El Pueblo History Museum debuts new Black history exhibit
PUEBLO, Colo. — El Pueblo History Museum will unveil its newest exhibit, “Proclaiming Colorado’s Black History,” this Martin Luther King Junior Day.
“It gives me a sense of pride to be able to bring it here,” said Dianne Archuleta, the museum’s director. “People will be able to come in and see actual community members and how they contributed to Pueblo's history.”
The traveling exhibit debuted at the Museum of Boulder in September 2023 and ran through September 2025. The version in Pueblo features local stories from the city, like that of James Beckwourth, a founder of the El Pueblo Trading Post, as well as stories about the city’s first Black police officers.
Another part of the exhibit features the McCulley family, which owns Angelus Chapel, a local funeral home in Pueblo.
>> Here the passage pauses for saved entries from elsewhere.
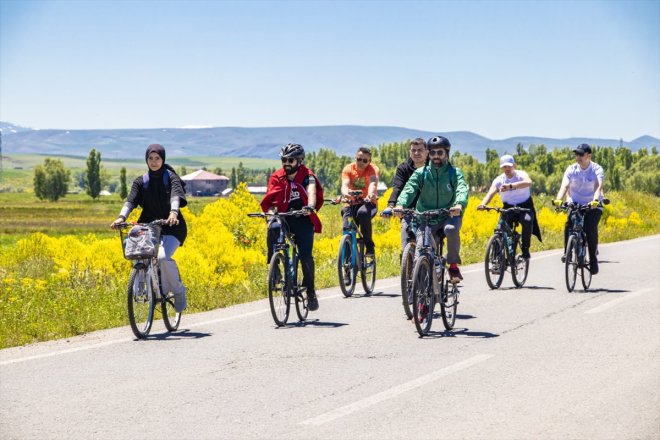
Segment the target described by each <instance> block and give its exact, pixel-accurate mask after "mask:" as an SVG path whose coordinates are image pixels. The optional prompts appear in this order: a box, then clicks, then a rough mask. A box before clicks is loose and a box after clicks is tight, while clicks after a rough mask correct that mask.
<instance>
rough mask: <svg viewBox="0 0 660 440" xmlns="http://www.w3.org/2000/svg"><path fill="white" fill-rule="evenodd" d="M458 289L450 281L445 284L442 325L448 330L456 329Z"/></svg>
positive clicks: (452, 283)
mask: <svg viewBox="0 0 660 440" xmlns="http://www.w3.org/2000/svg"><path fill="white" fill-rule="evenodd" d="M458 293H459V292H458V287H457V286H456V284H454V283H450V282H449V281H447V282H445V295H444V297H443V298H442V301H440V311H441V313H442V323H443V324H444V326H445V328H446V329H447V330H451V329H453V328H454V323H455V322H456V309H457V308H458Z"/></svg>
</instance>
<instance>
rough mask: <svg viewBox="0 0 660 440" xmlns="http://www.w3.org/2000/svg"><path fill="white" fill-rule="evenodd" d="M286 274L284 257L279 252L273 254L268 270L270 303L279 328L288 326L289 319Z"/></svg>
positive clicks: (273, 315)
mask: <svg viewBox="0 0 660 440" xmlns="http://www.w3.org/2000/svg"><path fill="white" fill-rule="evenodd" d="M287 277H288V276H287V273H286V261H285V260H284V255H282V254H281V253H279V252H276V253H274V254H273V257H272V258H271V259H270V267H269V269H268V302H269V303H270V313H271V315H273V321H275V324H277V326H278V327H282V326H283V325H286V321H287V320H288V319H289V307H290V305H291V303H290V301H289V293H288V288H289V287H288V284H289V283H288V282H287Z"/></svg>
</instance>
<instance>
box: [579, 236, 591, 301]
mask: <svg viewBox="0 0 660 440" xmlns="http://www.w3.org/2000/svg"><path fill="white" fill-rule="evenodd" d="M582 252H584V258H583V265H582V270H581V272H582V273H581V275H582V287H584V290H587V289H588V288H589V286H591V266H590V262H589V245H588V244H587V242H586V240H585V242H584V246H583V247H582Z"/></svg>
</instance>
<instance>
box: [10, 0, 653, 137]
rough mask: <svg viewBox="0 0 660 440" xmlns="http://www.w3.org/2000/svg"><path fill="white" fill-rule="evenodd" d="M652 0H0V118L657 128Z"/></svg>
mask: <svg viewBox="0 0 660 440" xmlns="http://www.w3.org/2000/svg"><path fill="white" fill-rule="evenodd" d="M659 26H660V1H658V0H654V1H635V0H632V1H631V0H627V1H588V0H586V1H462V2H454V1H424V2H415V1H412V2H399V1H361V2H360V1H358V2H330V1H322V2H316V1H290V2H281V1H268V2H267V1H241V2H229V1H227V2H225V1H187V2H179V1H156V0H154V1H128V0H127V1H103V0H99V1H84V0H79V1H58V0H48V1H29V0H19V1H14V0H0V120H3V121H9V122H13V123H16V124H19V125H23V126H28V127H34V128H68V129H83V128H155V127H182V126H242V127H272V126H310V125H339V124H354V125H395V126H402V127H408V128H415V129H420V130H428V131H434V132H438V133H442V132H446V131H456V130H469V131H473V132H476V133H479V134H481V135H484V136H487V137H490V138H494V139H502V138H506V137H511V136H517V135H532V136H549V137H558V138H566V137H572V136H585V137H602V138H615V139H618V138H623V139H625V140H632V139H634V138H636V137H638V136H641V135H645V134H649V135H652V136H655V137H660V30H659Z"/></svg>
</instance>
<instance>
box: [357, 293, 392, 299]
mask: <svg viewBox="0 0 660 440" xmlns="http://www.w3.org/2000/svg"><path fill="white" fill-rule="evenodd" d="M397 296H401V294H400V293H385V292H375V293H361V294H359V295H353V296H349V297H346V298H345V299H348V298H394V297H397Z"/></svg>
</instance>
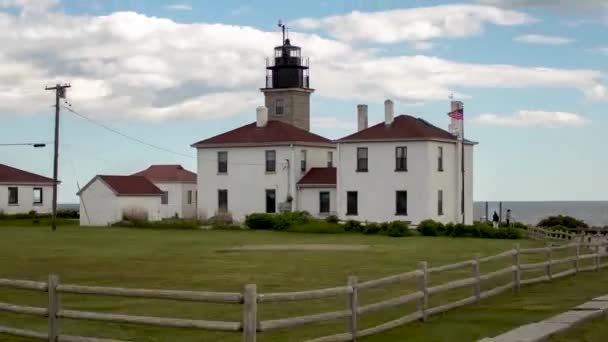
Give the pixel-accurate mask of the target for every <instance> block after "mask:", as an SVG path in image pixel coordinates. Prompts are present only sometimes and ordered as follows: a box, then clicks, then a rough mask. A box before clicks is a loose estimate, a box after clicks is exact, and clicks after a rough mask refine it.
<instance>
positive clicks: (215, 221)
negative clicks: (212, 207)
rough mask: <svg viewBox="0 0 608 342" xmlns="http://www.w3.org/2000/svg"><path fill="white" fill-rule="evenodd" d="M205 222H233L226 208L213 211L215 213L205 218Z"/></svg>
mask: <svg viewBox="0 0 608 342" xmlns="http://www.w3.org/2000/svg"><path fill="white" fill-rule="evenodd" d="M206 222H207V223H208V224H211V225H214V224H220V225H222V224H231V223H232V222H233V220H232V213H231V212H230V211H227V210H223V211H218V212H216V213H215V215H213V216H211V217H210V218H209V219H208V220H206Z"/></svg>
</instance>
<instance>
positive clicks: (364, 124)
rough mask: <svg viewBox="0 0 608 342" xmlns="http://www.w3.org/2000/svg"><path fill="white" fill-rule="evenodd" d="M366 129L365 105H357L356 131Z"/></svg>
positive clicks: (365, 109) (365, 111) (359, 130)
mask: <svg viewBox="0 0 608 342" xmlns="http://www.w3.org/2000/svg"><path fill="white" fill-rule="evenodd" d="M364 129H367V105H357V132H360V131H362V130H364Z"/></svg>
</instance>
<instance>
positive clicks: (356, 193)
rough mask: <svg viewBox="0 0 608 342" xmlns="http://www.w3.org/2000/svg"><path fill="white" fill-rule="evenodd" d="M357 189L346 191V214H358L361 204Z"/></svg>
mask: <svg viewBox="0 0 608 342" xmlns="http://www.w3.org/2000/svg"><path fill="white" fill-rule="evenodd" d="M357 202H358V198H357V192H356V191H348V192H347V193H346V215H357V214H358V207H359V204H358V203H357Z"/></svg>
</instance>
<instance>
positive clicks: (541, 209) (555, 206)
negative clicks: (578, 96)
mask: <svg viewBox="0 0 608 342" xmlns="http://www.w3.org/2000/svg"><path fill="white" fill-rule="evenodd" d="M485 205H486V202H475V204H474V206H473V216H474V219H475V220H482V219H483V217H484V216H485ZM488 206H489V212H490V217H492V214H493V213H494V211H495V210H496V211H497V212H498V202H488ZM58 207H59V209H71V210H79V209H80V207H79V205H78V203H59V204H58ZM507 209H511V217H512V220H513V221H517V222H522V223H525V224H537V223H538V221H540V220H542V219H543V218H545V217H547V216H551V215H570V216H574V217H576V218H578V219H580V220H583V221H585V222H586V223H587V224H589V225H591V226H601V227H603V226H608V201H607V202H600V201H598V202H502V210H503V217H504V213H505V212H506V211H507Z"/></svg>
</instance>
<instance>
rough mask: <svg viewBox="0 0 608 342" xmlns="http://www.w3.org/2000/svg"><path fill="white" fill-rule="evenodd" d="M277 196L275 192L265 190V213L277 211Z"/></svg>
mask: <svg viewBox="0 0 608 342" xmlns="http://www.w3.org/2000/svg"><path fill="white" fill-rule="evenodd" d="M276 199H277V196H276V191H275V190H274V189H272V190H266V212H267V213H275V212H276V211H277V200H276Z"/></svg>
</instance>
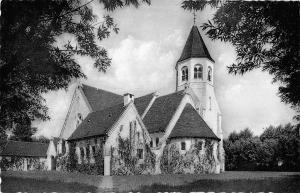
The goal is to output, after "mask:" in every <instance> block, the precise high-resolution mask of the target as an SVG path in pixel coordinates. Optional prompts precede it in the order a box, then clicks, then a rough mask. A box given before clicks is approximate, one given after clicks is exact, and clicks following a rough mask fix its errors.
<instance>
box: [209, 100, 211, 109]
mask: <svg viewBox="0 0 300 193" xmlns="http://www.w3.org/2000/svg"><path fill="white" fill-rule="evenodd" d="M209 110H210V111H211V97H209Z"/></svg>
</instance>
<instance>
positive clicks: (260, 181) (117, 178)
mask: <svg viewBox="0 0 300 193" xmlns="http://www.w3.org/2000/svg"><path fill="white" fill-rule="evenodd" d="M1 176H2V180H3V183H2V189H1V190H2V191H3V192H18V191H21V192H25V191H26V192H54V191H55V192H75V191H76V192H105V191H109V192H111V191H115V192H129V191H141V192H174V191H176V192H178V191H180V192H191V191H197V192H274V193H275V192H280V193H281V192H290V193H297V192H299V193H300V173H299V172H298V173H296V172H225V173H223V174H220V175H217V174H203V175H181V174H180V175H141V176H108V177H102V176H90V175H83V174H78V173H73V174H67V173H61V172H47V171H42V172H2V175H1Z"/></svg>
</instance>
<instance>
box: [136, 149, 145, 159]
mask: <svg viewBox="0 0 300 193" xmlns="http://www.w3.org/2000/svg"><path fill="white" fill-rule="evenodd" d="M143 153H144V150H143V149H137V157H138V158H139V159H143Z"/></svg>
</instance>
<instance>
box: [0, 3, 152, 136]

Established in 1921 as Jones Mortuary, it served as the only funeral home that served Black and Hispanic people in Pueblo. The Jones family arrived in Pueblo after the Great Pueblo Flood in 1921 and served Black and Hispanic Puebloans whose family members died in the flood when other funeral homes refused.
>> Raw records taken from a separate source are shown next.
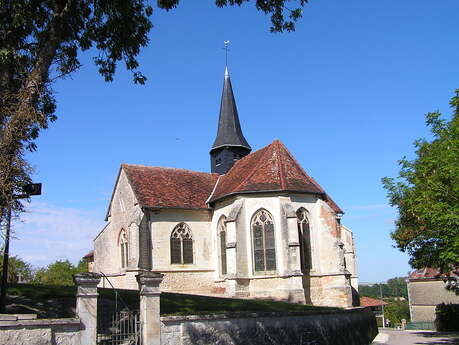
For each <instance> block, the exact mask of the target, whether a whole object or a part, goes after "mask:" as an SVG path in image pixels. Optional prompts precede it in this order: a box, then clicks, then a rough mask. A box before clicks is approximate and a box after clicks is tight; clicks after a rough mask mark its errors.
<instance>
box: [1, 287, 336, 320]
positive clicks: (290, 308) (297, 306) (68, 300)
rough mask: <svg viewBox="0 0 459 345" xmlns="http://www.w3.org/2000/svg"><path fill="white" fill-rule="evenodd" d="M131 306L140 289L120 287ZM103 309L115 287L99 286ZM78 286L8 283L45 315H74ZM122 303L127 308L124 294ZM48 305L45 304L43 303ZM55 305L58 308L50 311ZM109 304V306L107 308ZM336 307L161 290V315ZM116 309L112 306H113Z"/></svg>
mask: <svg viewBox="0 0 459 345" xmlns="http://www.w3.org/2000/svg"><path fill="white" fill-rule="evenodd" d="M117 291H118V293H119V294H120V295H121V298H122V299H123V301H124V302H125V303H126V304H127V306H128V308H130V309H133V310H134V309H138V308H139V292H138V291H135V290H122V289H119V290H117ZM98 293H99V298H98V308H99V310H109V309H110V307H114V305H115V293H114V290H113V289H98ZM75 294H76V287H75V286H58V285H32V284H17V285H12V286H9V287H8V295H9V296H19V297H21V303H22V304H24V305H26V306H30V307H31V308H34V309H35V310H37V309H39V314H40V316H41V317H74V315H73V312H72V308H74V307H75ZM118 305H119V306H120V307H121V308H124V305H123V303H122V302H121V300H120V298H118ZM41 306H45V307H43V308H42V307H41ZM49 307H52V308H53V309H54V311H50V310H49ZM107 307H108V308H107ZM320 310H326V311H334V310H341V309H340V308H331V307H319V306H317V307H316V306H311V305H302V304H293V303H286V302H276V301H266V300H246V299H231V298H221V297H206V296H197V295H186V294H178V293H165V292H164V293H162V294H161V315H199V314H201V315H203V314H209V313H224V312H238V313H239V312H276V311H277V312H293V311H297V312H306V313H307V312H311V313H314V312H317V311H320ZM110 311H112V310H110Z"/></svg>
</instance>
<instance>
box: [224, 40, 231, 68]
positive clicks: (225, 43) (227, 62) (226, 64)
mask: <svg viewBox="0 0 459 345" xmlns="http://www.w3.org/2000/svg"><path fill="white" fill-rule="evenodd" d="M223 44H224V46H225V47H224V48H223V49H225V66H228V50H229V44H230V42H229V41H228V40H226V41H223Z"/></svg>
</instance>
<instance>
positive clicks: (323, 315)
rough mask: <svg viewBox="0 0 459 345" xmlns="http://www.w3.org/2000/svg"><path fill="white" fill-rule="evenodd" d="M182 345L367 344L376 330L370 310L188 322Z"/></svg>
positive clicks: (372, 313)
mask: <svg viewBox="0 0 459 345" xmlns="http://www.w3.org/2000/svg"><path fill="white" fill-rule="evenodd" d="M183 326H184V328H182V329H183V332H184V335H185V337H183V338H182V340H183V343H182V344H183V345H191V344H193V345H204V344H219V345H229V344H232V345H242V344H244V345H266V344H271V345H303V344H304V345H306V344H308V345H330V344H333V345H364V344H366V345H368V344H370V343H371V342H372V341H373V339H374V338H375V336H376V335H377V333H378V330H377V327H376V320H375V318H374V315H373V313H371V311H370V310H366V311H361V312H355V313H349V315H346V316H345V317H343V315H339V314H328V315H314V316H313V317H307V318H304V317H297V316H292V317H288V316H286V317H277V318H253V319H248V318H246V319H239V320H237V321H236V320H233V321H232V322H231V323H229V322H208V323H203V322H190V323H186V324H184V325H183Z"/></svg>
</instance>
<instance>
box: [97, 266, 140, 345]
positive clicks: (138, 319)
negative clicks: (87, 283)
mask: <svg viewBox="0 0 459 345" xmlns="http://www.w3.org/2000/svg"><path fill="white" fill-rule="evenodd" d="M100 274H101V275H102V276H103V277H104V278H105V279H106V280H107V281H108V283H109V284H110V286H111V287H112V289H113V291H114V293H115V310H114V312H113V314H112V315H111V317H110V315H100V311H99V312H98V314H99V315H98V316H97V345H141V344H142V339H141V335H142V325H141V322H140V317H139V312H138V311H137V310H131V309H130V308H129V306H128V304H127V303H126V302H125V301H124V300H123V298H122V297H121V295H120V294H119V292H118V291H117V289H116V288H115V287H114V286H113V284H112V282H111V281H110V279H108V277H107V276H106V275H105V274H104V273H103V272H100ZM118 299H119V300H120V301H121V303H122V304H123V305H124V307H123V309H122V310H118V309H119V305H118Z"/></svg>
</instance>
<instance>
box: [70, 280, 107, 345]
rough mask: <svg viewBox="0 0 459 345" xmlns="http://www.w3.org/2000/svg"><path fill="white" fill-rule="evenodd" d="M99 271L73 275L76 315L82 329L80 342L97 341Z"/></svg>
mask: <svg viewBox="0 0 459 345" xmlns="http://www.w3.org/2000/svg"><path fill="white" fill-rule="evenodd" d="M100 277H101V275H100V274H99V273H94V272H87V273H79V274H75V275H74V276H73V281H74V282H75V285H76V286H77V294H76V298H77V300H76V315H77V317H78V318H79V319H80V321H81V324H82V325H83V329H82V330H81V331H80V344H82V345H83V344H96V342H97V296H98V293H97V285H98V284H99V282H100Z"/></svg>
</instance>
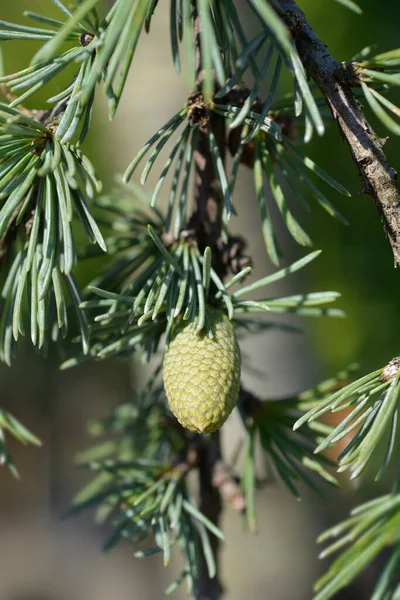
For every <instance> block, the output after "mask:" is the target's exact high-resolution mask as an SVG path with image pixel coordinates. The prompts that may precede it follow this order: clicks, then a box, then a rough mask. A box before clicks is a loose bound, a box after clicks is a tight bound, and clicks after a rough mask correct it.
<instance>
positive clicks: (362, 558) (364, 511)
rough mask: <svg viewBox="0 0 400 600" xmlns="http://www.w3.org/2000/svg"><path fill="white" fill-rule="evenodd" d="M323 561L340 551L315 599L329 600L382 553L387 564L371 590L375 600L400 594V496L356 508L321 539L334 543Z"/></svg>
mask: <svg viewBox="0 0 400 600" xmlns="http://www.w3.org/2000/svg"><path fill="white" fill-rule="evenodd" d="M332 538H333V540H334V541H333V542H331V544H330V545H329V546H328V547H327V548H326V549H325V550H323V552H321V554H320V558H326V557H328V556H331V555H332V554H333V553H335V552H337V551H341V554H340V555H339V557H337V558H336V559H335V560H334V562H333V563H332V564H331V566H330V567H329V569H328V571H327V572H326V573H325V574H324V575H323V576H322V577H321V578H320V579H319V580H318V581H317V583H316V584H315V586H314V590H315V595H314V596H313V599H314V600H329V599H330V598H334V597H335V596H336V594H337V593H338V592H339V591H340V590H341V589H343V588H344V587H345V586H347V585H349V584H350V583H351V582H352V581H353V580H354V579H355V578H356V577H357V576H358V575H359V574H360V573H362V572H363V571H365V570H366V569H367V568H368V567H369V566H370V564H371V563H372V561H373V560H375V559H376V558H377V557H378V556H379V555H380V554H381V552H382V551H384V550H385V551H386V553H387V559H386V563H385V565H384V567H383V569H382V571H381V573H380V574H379V576H378V580H377V581H376V583H375V584H374V586H373V590H371V592H372V594H373V598H374V600H386V599H389V598H396V597H397V596H398V593H399V591H400V581H399V573H400V494H399V493H398V492H397V493H393V494H388V495H386V496H381V497H379V498H375V499H374V500H370V501H369V502H366V503H365V504H362V505H361V506H357V507H356V508H354V509H353V510H352V511H351V513H350V517H349V518H348V519H347V520H346V521H343V523H339V524H338V525H335V526H334V527H332V528H331V529H329V530H328V531H325V532H324V533H323V534H322V535H320V536H319V538H318V541H319V542H320V543H324V542H327V541H328V540H332Z"/></svg>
The Joneses, who did not have children, sold the mortuary in 1968 to Charles and Petra Gonzales McCulley, who continued the mortuary's legacy. Today, Yanera McCulley-Sedillo, their daughter, runs Angelus Chapel with the help of her children.
"It's crazy to think about, that death was so segregated,” said Zolanye McCulley-Bachicha, McCulley’s granddaughter who works as a public relations specialist for Angelus Chapel.
Ray Brown, 71, has researched Pueblo’s Black history since 2014 and contributed many of the local Pueblo stories, like the McCulley’s. Brown was also an integral part of curating the exhibit in Boulder, as well.
“It makes them real to have faces and names. It makes them real,” Brown said.
The exhibit will be open to visitors through Juneteenth on Friday, June 19, 2026.